First, let’s do this graphically. What do you observe?
augment(lm_simple, data=kc_house_data) %>%
ggplot(aes(x=log(sqft_living), y = log(price))) +
geom_point(alpha=.2, color="darkgray", size = .2) +
geom_smooth(data = samples_200,
aes(group = replicate),
method = "lm", se = FALSE,
color="lightblue", size = .5) +
geom_line(aes(y=.fitted), color="darkred")
## `geom_smooth()` using formula 'y ~ x'
Now, let’s actually fit the model 200 times. Look carefully at the output. What is the code doing on the line with “???”?
model_200_times <-
samples_200 %>%
group_by(replicate) %>%
summarize(lm(log(price) ~ log(sqft_living)) %>% tidy()) %>%
ungroup()
## `summarise()` has grouped output by 'replicate'. You can override using the `.groups` argument.
model_200_times
| | | | | |
---|
1 | (Intercept) | 6.5166212 | 0.30351150 | 21.47076 | 7.067383e-73 |
1 | log(sqft_living) | 0.8643129 | 0.04019644 | 21.50222 | 4.972153e-73 |
2 | (Intercept) | 6.7533735 | 0.31377675 | 21.52286 | 3.948187e-73 |
2 | log(sqft_living) | 0.8328295 | 0.04141913 | 20.10736 | 2.840314e-66 |
3 | (Intercept) | 6.4565491 | 0.30074048 | 21.46884 | 7.220330e-73 |
3 | log(sqft_living) | 0.8692465 | 0.03981215 | 21.83370 | 1.223466e-74 |
4 | (Intercept) | 6.9307597 | 0.32676861 | 21.20999 | 1.301230e-71 |
4 | log(sqft_living) | 0.8097909 | 0.04323126 | 18.73160 | 1.180311e-59 |
5 | (Intercept) | 6.4278396 | 0.29868978 | 21.52012 | 4.071052e-73 |
5 | log(sqft_living) | 0.8716006 | 0.03959155 | 22.01482 | 1.615343e-75 |
We can now look at the sampling distributions of the estimated slope and intercept. These show us how we expect those statistics to vary from sample to sample. I also put vertical lines where the actual intercept and slope (from the “population model”) are located.
model_200_times %>%
filter(term == "log(sqft_living)") %>%
ggplot(aes(x = estimate)) +
geom_histogram(bins = 20) +
geom_vline(xintercept = 0.8351142, color = "darkred") +
labs(title = bquote("Distribution of" ~ hat(beta)[1]))
model_200_times %>%
filter(term == "(Intercept)") %>%
ggplot(aes(x = estimate)) +
geom_histogram(bins = 20) +
geom_vline(xintercept = 6.7431084, color = "darkred") +
labs(title = bquote("Distribution of" ~ hat(beta)[0]))
YOUR TURN!
What is an observation in the histograms above?

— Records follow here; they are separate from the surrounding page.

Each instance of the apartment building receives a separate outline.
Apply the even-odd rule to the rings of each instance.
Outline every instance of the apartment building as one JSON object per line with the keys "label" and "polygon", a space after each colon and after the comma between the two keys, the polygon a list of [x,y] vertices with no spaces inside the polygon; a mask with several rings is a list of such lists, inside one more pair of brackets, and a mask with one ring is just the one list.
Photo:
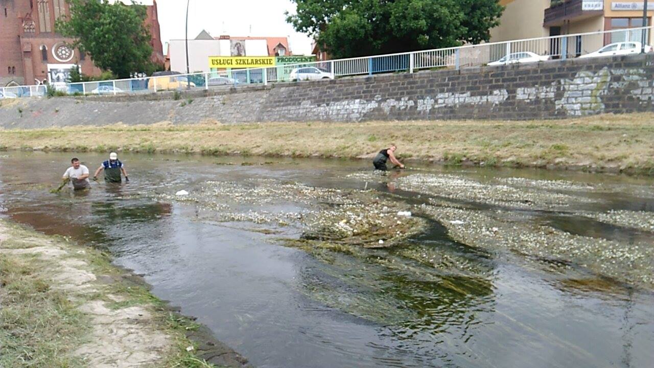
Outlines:
{"label": "apartment building", "polygon": [[[578,37],[574,46],[591,52],[602,46],[623,41],[640,41],[643,0],[500,0],[506,9],[500,24],[491,29],[490,41],[497,42],[612,29],[624,31],[604,37]],[[654,0],[648,4],[647,23],[652,24]],[[646,41],[652,44],[647,35]]]}

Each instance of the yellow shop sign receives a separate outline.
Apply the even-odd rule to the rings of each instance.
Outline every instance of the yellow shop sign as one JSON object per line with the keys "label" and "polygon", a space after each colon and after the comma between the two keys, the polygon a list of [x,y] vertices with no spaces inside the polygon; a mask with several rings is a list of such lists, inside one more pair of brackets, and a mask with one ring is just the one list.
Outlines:
{"label": "yellow shop sign", "polygon": [[275,56],[209,56],[209,67],[243,69],[275,66]]}

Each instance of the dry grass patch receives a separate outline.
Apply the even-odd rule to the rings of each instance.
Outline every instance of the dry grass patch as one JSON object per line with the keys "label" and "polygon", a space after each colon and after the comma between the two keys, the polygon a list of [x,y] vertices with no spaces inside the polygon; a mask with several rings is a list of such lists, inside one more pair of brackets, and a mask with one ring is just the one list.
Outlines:
{"label": "dry grass patch", "polygon": [[[204,155],[369,157],[394,142],[401,157],[458,164],[596,166],[654,174],[654,114],[557,120],[370,122],[214,121],[171,125],[7,130],[8,149],[174,152]],[[112,142],[107,145],[107,134]]]}

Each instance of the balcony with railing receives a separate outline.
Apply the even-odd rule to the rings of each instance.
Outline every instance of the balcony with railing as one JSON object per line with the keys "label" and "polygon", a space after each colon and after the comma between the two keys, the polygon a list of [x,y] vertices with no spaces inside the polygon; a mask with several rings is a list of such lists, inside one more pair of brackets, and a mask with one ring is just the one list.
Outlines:
{"label": "balcony with railing", "polygon": [[545,9],[543,25],[546,27],[560,26],[565,20],[580,20],[602,15],[604,0],[552,0]]}

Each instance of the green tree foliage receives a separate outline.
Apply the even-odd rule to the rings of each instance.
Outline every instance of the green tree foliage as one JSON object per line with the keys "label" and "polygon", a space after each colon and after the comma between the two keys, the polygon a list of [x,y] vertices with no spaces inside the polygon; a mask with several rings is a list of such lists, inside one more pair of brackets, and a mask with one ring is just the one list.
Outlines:
{"label": "green tree foliage", "polygon": [[92,82],[94,81],[111,81],[116,79],[117,77],[109,71],[104,71],[99,75],[92,76],[86,75],[80,72],[79,65],[75,65],[71,68],[70,77],[68,77],[69,83],[79,83],[80,82]]}
{"label": "green tree foliage", "polygon": [[498,0],[292,0],[286,20],[332,57],[347,58],[489,41]]}
{"label": "green tree foliage", "polygon": [[150,31],[144,5],[125,5],[107,0],[67,0],[69,19],[57,24],[57,31],[75,40],[73,46],[88,52],[96,66],[119,78],[154,69],[150,58]]}

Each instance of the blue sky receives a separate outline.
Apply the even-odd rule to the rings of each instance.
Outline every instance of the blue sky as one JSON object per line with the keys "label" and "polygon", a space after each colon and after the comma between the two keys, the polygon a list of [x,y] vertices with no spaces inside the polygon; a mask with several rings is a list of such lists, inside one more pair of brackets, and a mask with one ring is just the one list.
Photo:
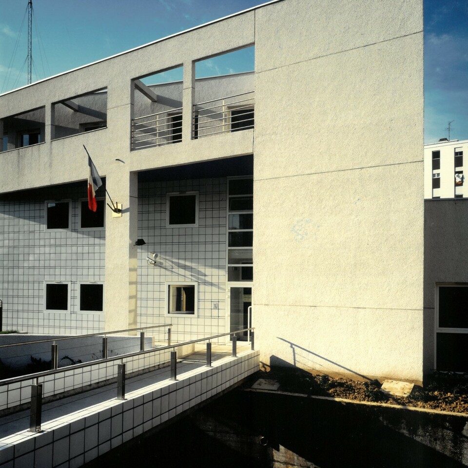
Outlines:
{"label": "blue sky", "polygon": [[[262,2],[33,0],[33,81]],[[1,92],[27,82],[27,0],[0,0]],[[17,42],[23,19],[22,34]],[[425,141],[448,136],[446,129],[452,120],[450,138],[468,139],[468,0],[424,0],[424,22]],[[12,62],[15,44],[17,50]],[[253,52],[246,51],[235,57],[234,65],[233,61],[229,66],[209,61],[200,64],[197,74],[244,71],[253,63]]]}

How would you describe these distributions in terms of shape?
Compute the mean and standard deviation of the slope and intercept estimates. The standard deviation here has a special name, a standard error, or SE for short. A standard error is the standard deviation of a statistic. I’ve started the code for you below. Remove the eval=FALSE
.
model_200_times %>%
group_by(___) %>%
summarize(mean_est = ___,
se_est = ___)
- What would happen to the sampling distribution of the slope if, instead of taking samples of size 500, we took samples of size 100? Redo the simulation taking samples of size 100 rather than 500. I have started the code for you below. Fill in the “???”’s and also compute the mean and standard error. Remove the
eval=FALSE
.
set.seed(327)
size100_200 <- rep_sample_n(kc_house_data,
size = ???,
reps = ???,
replace = ???
)
model_size100_200_times <-
size100_200 %>%
group_by(???) %>%
summarize(lm(??? ~ ???) %>% tidy()) %>%
ungroup()
model_size100_200_times
model_size100_200_times %>%
filter(term == "???") %>%
ggplot(aes(x = estimate)) +
geom_histogram(bins = 20) +
geom_vline(xintercept = 0.8351142, color = "darkred") +
labs(title = bquote("Distribution of" ~ hat(beta)[1]))
- Now try doing what you did in #3 with samples of size 1000. How does that change the distribution?